ARKASINDA KİMLER VAR
Bu faciayı konuşurken, olayın perde arkasını görmezden gelmemeliyiz. Kartalkaya’daki devasa tesislerin arkasında kimlerin olduğunu sorgulamak zorundayız. Turizmden gelecek dövizin cazibesi, doğanın dengesini altüst eden projelere onay verilmesine kim nasıl neden oldu? Kim bilir, belki de birilerinin banka hesapları kabarsın diye, bugün yarısına yakını çocuk 78 yurttaşımızın tabutları omuzlarımızda.
Üzgünüz, öfkeliyiz!
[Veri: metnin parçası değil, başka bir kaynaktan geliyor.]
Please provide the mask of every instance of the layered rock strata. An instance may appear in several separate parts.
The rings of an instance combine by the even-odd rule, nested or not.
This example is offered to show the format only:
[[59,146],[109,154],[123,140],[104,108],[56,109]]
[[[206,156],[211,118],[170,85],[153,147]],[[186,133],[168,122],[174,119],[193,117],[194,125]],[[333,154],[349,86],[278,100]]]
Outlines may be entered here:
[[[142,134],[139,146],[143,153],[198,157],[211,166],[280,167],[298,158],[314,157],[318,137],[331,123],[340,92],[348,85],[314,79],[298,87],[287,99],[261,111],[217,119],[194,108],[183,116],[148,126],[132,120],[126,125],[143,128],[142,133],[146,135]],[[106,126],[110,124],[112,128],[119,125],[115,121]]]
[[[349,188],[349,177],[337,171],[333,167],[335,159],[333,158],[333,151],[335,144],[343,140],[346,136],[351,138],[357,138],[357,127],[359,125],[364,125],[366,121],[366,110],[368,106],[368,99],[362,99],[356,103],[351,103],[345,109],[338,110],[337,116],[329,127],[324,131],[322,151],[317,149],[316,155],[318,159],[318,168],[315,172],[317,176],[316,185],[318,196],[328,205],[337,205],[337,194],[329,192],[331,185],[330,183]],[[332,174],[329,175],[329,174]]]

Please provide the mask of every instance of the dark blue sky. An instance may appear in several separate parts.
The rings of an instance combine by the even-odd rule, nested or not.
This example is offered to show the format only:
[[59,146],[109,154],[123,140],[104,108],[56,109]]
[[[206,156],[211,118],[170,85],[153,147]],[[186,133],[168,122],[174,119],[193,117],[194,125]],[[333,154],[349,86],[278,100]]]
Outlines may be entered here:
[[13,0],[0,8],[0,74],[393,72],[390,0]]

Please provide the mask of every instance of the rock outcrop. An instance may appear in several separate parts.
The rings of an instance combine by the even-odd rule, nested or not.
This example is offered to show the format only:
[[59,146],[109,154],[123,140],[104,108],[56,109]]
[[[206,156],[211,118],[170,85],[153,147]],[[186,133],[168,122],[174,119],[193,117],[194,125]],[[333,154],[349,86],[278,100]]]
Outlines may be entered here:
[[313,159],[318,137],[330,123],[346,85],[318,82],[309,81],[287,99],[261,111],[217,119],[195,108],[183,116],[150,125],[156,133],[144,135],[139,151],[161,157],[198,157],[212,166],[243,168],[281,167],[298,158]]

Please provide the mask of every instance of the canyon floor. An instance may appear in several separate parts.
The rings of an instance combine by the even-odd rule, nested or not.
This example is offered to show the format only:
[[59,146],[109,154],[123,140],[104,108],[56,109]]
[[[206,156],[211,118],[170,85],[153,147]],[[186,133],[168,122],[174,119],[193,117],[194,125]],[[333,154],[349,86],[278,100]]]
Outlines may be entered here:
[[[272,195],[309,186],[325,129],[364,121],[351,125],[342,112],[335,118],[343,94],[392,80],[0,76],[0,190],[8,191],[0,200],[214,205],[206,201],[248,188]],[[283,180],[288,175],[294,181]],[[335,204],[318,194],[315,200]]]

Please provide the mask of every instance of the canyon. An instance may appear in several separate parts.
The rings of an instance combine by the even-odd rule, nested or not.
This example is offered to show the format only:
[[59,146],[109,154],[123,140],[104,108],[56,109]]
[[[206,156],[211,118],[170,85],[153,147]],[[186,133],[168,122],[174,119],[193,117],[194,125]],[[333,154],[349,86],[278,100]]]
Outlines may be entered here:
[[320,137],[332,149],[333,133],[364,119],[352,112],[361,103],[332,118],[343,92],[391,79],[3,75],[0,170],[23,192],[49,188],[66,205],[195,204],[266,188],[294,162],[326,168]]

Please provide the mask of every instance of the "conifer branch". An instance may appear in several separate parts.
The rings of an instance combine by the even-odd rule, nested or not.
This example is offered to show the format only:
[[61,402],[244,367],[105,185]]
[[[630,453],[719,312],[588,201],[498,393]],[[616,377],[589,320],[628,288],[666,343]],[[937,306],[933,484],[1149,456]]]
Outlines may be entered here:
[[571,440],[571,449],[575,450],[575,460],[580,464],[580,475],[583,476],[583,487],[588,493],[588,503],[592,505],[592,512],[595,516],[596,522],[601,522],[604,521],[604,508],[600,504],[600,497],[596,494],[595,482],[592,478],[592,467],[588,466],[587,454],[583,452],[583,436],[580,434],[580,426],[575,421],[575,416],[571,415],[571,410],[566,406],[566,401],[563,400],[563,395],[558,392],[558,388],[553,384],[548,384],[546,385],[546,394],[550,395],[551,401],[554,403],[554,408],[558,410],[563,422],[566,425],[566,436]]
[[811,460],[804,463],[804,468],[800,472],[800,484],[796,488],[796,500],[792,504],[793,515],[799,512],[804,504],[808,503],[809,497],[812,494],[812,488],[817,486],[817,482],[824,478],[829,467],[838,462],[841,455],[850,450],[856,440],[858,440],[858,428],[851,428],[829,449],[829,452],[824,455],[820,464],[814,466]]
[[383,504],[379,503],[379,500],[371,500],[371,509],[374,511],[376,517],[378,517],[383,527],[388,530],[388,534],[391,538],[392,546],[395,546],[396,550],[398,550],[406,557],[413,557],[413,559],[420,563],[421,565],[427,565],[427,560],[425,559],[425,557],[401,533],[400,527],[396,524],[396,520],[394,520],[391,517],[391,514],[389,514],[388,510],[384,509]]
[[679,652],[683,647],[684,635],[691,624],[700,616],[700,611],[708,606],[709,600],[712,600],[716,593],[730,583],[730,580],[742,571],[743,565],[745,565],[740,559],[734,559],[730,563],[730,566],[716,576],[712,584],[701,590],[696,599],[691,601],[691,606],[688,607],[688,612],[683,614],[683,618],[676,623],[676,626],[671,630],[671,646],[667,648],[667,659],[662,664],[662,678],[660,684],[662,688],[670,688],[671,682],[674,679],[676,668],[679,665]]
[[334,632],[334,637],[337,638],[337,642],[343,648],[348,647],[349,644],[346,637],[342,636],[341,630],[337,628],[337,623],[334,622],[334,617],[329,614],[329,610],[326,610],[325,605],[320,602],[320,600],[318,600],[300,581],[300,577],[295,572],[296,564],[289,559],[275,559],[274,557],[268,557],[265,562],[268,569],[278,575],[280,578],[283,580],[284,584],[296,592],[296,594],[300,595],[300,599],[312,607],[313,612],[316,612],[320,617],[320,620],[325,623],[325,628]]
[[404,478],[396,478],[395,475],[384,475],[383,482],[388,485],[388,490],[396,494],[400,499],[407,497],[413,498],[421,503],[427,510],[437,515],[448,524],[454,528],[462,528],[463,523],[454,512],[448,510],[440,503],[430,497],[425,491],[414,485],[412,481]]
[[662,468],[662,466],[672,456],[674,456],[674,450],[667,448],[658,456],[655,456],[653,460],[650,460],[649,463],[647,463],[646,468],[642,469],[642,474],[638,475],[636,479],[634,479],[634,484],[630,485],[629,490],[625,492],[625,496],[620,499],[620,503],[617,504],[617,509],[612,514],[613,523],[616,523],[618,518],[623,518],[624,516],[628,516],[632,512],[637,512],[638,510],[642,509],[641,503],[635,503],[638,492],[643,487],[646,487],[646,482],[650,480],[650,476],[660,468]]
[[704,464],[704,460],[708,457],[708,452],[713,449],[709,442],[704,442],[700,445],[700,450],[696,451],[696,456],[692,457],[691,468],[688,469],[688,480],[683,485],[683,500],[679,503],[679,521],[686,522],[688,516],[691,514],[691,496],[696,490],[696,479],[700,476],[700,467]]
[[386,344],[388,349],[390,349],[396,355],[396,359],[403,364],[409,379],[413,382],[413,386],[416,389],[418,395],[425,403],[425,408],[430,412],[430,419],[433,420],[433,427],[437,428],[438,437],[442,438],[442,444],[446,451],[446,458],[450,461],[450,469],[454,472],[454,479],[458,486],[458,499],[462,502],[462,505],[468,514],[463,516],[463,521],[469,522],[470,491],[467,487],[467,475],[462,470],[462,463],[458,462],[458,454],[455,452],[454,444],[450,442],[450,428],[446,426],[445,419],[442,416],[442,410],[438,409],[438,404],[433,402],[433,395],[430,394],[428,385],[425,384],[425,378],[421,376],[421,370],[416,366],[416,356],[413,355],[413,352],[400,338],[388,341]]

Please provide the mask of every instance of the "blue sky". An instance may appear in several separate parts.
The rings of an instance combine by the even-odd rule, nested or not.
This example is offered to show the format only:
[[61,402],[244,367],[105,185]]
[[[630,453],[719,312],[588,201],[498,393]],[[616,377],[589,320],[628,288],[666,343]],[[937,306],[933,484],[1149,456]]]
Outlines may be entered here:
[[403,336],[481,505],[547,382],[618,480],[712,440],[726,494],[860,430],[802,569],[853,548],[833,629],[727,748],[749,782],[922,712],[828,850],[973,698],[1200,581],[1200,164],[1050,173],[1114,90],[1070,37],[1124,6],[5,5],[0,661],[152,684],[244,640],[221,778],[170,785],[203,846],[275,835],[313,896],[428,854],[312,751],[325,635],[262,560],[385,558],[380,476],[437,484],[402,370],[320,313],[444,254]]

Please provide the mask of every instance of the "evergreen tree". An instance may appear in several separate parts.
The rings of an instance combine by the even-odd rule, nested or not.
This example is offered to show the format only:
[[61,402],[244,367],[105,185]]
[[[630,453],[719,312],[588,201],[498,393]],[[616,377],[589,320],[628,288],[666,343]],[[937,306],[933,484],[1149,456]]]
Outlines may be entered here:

Bu memleketi sermayenin kâr hırsına, muktedirlerin koltuk savaşlarına terk etmemeye kararlıyız.
Düşlerimiz güzel insanların eliyle kuruldu, yaşatmak hepimizin elinde! Gerçeği toplumsallaştıracak, doğruyu savunacak, yaşam için örgütlenecek, mücadele edeceğiz.